Structure-Activity Relationships of Pentacyclic Triterpenoids as Inhibitors of Cyclooxygenase and Lipoxygenase Enzymes

Pentacyclic Triterpenes may be active agents and provide a rich natural resource of promising compounds for drug development. The inhibitory activities of 29 natural oleanane and ursane pentacyclic Triterpenes were evaluated against four major Enzymes involved in the inflammatory process: 5-LOX, 15-LOX-2, COX-1, and COX-2. It was found that 3-O-acetyl-β-boswellic acid potently inhibited human 15-LOX-2 (IC₅₀ = 12.2 ± 0.47 μM). Analysis of the structure-activity relationships revealed that the presence of a hydroxy group at position 24 was beneficial in terms of both 5-LOX and COX-1 inhibition. Notably, the introduction of a carboxylic acid group at position 30 was important for dual 5-LOX/COX inhibitory activity; furthermore, its combination with a carbonyl group at C-11 considerably increased 5-LOX inhibition.
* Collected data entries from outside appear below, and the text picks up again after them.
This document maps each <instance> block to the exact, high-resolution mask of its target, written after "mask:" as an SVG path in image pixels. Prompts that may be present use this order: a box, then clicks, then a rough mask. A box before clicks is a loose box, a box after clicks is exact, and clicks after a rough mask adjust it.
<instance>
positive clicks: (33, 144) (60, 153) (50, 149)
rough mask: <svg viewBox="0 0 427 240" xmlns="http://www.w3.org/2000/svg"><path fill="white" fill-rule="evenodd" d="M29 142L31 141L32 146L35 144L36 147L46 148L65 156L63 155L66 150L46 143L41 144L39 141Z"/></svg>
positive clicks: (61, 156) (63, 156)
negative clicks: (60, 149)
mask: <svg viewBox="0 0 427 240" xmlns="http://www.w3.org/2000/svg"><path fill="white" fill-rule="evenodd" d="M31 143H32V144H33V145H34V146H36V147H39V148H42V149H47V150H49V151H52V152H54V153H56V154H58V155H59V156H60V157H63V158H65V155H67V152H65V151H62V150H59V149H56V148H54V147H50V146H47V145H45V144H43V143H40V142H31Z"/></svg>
Also, the presence of an α-hydroxy group at C-2 or a carboxylic acid group at C-23 markedly suppressed the 5-LOX activity. The present findings reveal that the types and configurations of polar moieties at positions C-2, -3, -11, -24, and -30 are important structural aspects of pentacyclic Triterpenes for their potential as anti-inflammatory lead compounds.